Medications: Lower Cost, Not Lower Quality
You’ve probably heard the phrase, “You get what you pay for.” In most cases, that phrase is used to indicate that lower-cost options don’t have the same quality as their more expensive counterparts.
While that may be true when it comes to clothing, purses and cars, that’s typically not the case with medications. Generic versions of brand name drugs are carefully analyzed to ensure they meet the same quality metrics, testifying to their effectiveness.
What’s the Difference Between Brand Name and Generic?

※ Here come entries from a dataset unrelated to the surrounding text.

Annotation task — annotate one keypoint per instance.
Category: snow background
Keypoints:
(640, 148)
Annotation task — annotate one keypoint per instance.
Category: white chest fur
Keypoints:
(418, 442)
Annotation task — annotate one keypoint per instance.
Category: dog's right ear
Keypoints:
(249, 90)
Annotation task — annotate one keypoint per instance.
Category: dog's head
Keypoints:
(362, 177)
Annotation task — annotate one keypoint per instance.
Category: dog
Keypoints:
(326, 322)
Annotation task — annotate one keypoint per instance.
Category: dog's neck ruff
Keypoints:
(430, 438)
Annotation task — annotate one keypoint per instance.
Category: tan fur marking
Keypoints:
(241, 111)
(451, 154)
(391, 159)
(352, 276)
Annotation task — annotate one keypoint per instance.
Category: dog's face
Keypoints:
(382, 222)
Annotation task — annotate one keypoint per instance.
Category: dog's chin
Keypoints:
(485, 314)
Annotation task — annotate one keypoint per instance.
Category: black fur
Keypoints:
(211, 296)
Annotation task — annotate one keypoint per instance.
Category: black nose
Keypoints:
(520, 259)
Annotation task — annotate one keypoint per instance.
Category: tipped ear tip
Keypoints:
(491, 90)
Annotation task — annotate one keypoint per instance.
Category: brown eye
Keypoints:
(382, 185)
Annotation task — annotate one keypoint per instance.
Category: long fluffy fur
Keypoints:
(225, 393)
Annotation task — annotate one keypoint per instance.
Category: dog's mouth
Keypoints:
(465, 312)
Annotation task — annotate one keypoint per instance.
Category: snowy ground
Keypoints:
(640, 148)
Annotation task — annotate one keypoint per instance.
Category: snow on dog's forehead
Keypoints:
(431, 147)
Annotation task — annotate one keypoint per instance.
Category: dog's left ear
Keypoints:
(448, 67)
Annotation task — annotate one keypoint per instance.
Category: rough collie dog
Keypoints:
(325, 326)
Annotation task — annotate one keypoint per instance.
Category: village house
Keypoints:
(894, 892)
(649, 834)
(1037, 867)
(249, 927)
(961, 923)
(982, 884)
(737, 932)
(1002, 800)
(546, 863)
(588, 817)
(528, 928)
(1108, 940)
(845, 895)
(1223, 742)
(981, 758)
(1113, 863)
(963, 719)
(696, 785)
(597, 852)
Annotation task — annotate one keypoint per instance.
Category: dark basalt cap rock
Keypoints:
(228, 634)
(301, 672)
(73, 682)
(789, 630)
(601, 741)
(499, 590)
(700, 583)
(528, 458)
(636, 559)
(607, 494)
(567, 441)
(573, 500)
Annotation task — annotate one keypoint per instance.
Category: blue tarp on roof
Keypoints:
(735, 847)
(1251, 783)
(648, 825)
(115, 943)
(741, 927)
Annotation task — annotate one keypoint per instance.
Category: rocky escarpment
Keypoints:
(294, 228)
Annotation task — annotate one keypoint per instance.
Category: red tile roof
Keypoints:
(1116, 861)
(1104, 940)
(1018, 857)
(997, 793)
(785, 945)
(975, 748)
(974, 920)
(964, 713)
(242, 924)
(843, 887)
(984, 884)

In many cases, the only difference is the name. Generic medications are made in the same way as the brand name medication—which is the original medication that was approved and brought to market.
When medications are first brought to market, manufacturers enjoy a period of exclusivity, where that medication can only be produced by their company. But after that period ends, other manufacturers can produce the medication. Those medication “copies” are referred to as generics.
Generic medications have the same active ingredient as the brand name and the same quality, dosage, strength and route of administration.
Why Are Generics Cheaper?
When brand name medications enter the market, they are often quite expensive. There are two main reasons for this:
- The costs of research. It takes years of intense research and clinical trials to bring a medication to market. Drug testing alone is quite expensive, so companies have to recoup those costs through medication pricing.
- The costs of marketing. Medication advertisements run on TV, in magazines and pamphlets in your doctor’s office. Marketing spreads the word about how a medication works and how it can potentially benefit customers.
Once a medication is approved by the FDA, it enjoys a patent period of about 17 years. During this time, the medication can only be produced by the company that initially released it. Once that exclusivity period ends, other companies can produce it.
Because those companies aren’t saddled with the costs of researching or marketing the medication, they are able to produce the medication at a lower cost.
There’s also a competitive factor: When multiple companies produce generic versions of the same medication, companies have to competitively price the product to win a share of the market, which means the consumer wins.